Впрочем, можно умереть от горя. Кирхнер, например. Кирхнер умер от горя. У него конфисковали сотни картин, и он умер от горя. А кто бы не умер? Это случилось во время выставки дегенеративного искусства.
Естественно.
Что правда, то правда, сомнительная честь для Лоэнфельде — оказаться в числе городов-участников. Всенародная выставка "Entartete Kunst". Сомнительная честь! В одном ряду с Галле, Эссеном, Кёльном… Удивительное дело, вообще-то. Кто-то из семьи Кирхнера написал письмо герру Штрейхеру и описал, как все случилось. Его сестра, кажется. Впрочем, Кирхнер и так уже был на пределе. Между прочим, он был морфинистом. Из Музея Лоэнфельде конфисковали две его картины. Наверное, сожгли. Яркие, сверкающие краски. Они не вернулись с выставкой. С ней приехали другие, тоже конфискованные, выставленные на поругание. Что это было? Мираж в раскаленной пустыне. Пытка.
Нет, все равно что смотреть на блевотину, в которую превратился шедевр кулинарии.
Потом их опять увезли в грязном мебельном фургоне. На дальнейшее поругание. Снова и снова на дыбу.
В голове у герра Хоффера, как на кинопленке, крутились цифры — 149565… 6… 7… 8! 149568 — количество посетителей "Entartete Kunst" (Вход бесплатный!) В пять раз больше, чем на любой другой предыдущей выставке! Какой успех! Поздравляем, герр Хоффер! Цифры — вот что важно! Искусство для народа!
Сто сорок девять тысяч пятьсот шестьдесят восемь человек семенили гуськом через нарочито тесные коридоры из решеток и брезента, громко говорили, громко смеялись, а его терзали невыносимые боли в позвоночнике. Все три недели.

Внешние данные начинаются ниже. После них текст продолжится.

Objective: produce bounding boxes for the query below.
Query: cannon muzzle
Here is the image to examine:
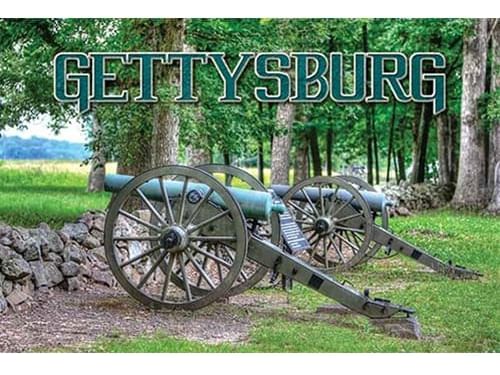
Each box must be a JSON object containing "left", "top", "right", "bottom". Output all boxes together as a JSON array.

Он вспомнил, как возвращался домой и ложился на диван, а Сабина — о милая, любящая жена! — гладила его по голове прохладными руками.

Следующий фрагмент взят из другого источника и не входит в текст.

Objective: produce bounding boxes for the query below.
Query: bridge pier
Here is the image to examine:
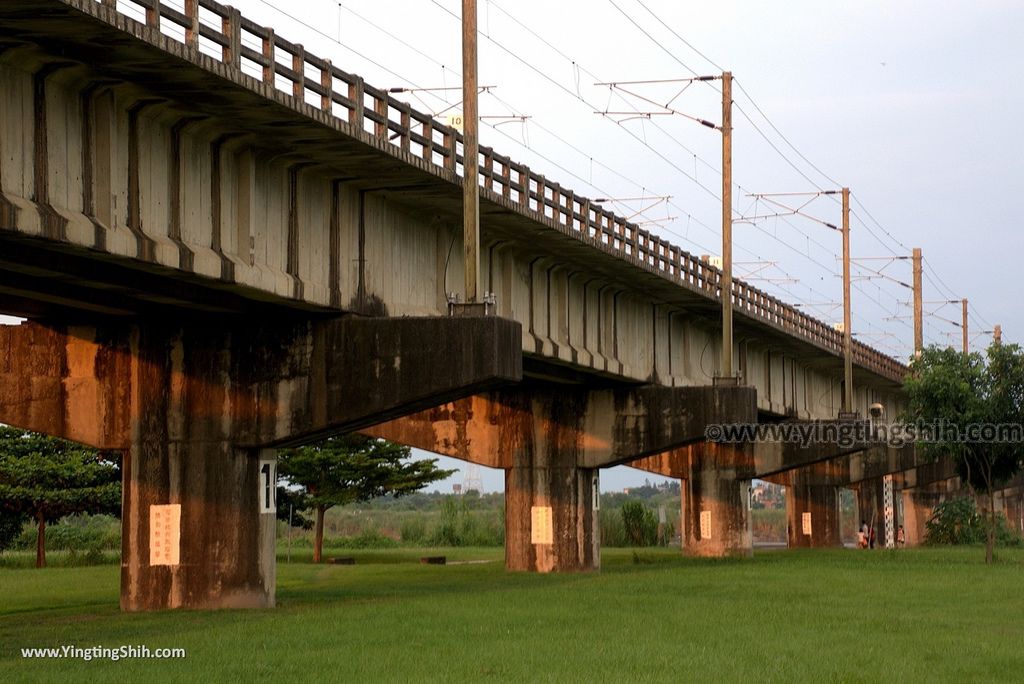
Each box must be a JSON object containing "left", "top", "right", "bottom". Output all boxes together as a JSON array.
[
  {"left": 785, "top": 461, "right": 845, "bottom": 549},
  {"left": 121, "top": 329, "right": 276, "bottom": 611},
  {"left": 505, "top": 395, "right": 601, "bottom": 572},
  {"left": 683, "top": 442, "right": 754, "bottom": 557},
  {"left": 0, "top": 317, "right": 521, "bottom": 611}
]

— Что с тобой, мой хороший?
— Я не очень-то люблю людей.
— Ты ими насквозь пропах.
— Вот именно. Ох… Их слишком много, и все они бесконечные пошляки.
— Милый, тебе нужно радоваться. Твой Музей никогда еще не был таким популярным. Даже в булочной только о нем и говорят.
— Не сомневаюсь. И у мясника наверняка тоже. Потому что вход бесплатный, и им дозволяется глумиться над моими любимыми художниками. Я хочу уволиться.
— Говорят, в Дахау очень хорошо в это время года, — нервным голосом сказала Сабина. Ее глаза уже наполнялись слезами.
Она позировала ему обнаженной, вспомнил он. Как настоящая живая модель. Но его акварели и карандаши были слишком робки — что поделать, не всяк родится художником. Сабина всегда получалась какой-то тощей. Вся ее удивительная округлость куда-то пропадала, не достигая бумаги. Даже маслом не выходило ничего стоящего. Однажды она, хихикая, предложила: а не порисовать ли ему чужих жен? И эта идея возбудила обоих. Но до дела так и не дошло. Позже он, случалось, воображал ее чьей-нибудь чужой женой, что благотворно сказывалось и на его творческой, и на постельной стороне жизни. Вот только, предаваясь любовным утехам после сеанса рисования, они обыкновенно приводили рисунки в полную негодность.
Дегенеративное искусство выставляли перед казнью. Картины висели криво, и он схлопотал выговор, когда попытался их поправить.
— Герр Хоффер, не вмешивайтесь!
— Нельзя вешать картины так криво!
— Они и должны висеть криво. Вот это раскрашенное космополитическое дерьмо должно валяться на полу. Снимите и бросьте на пол, пусть топчут. Вы меня затрахали, герр Хоффер. Ведете себя как полный идиот. Никогда не бывали в Дахау?
— Бывал, и не раз. У меня там тетя живет. Там очень хорошо в это время года.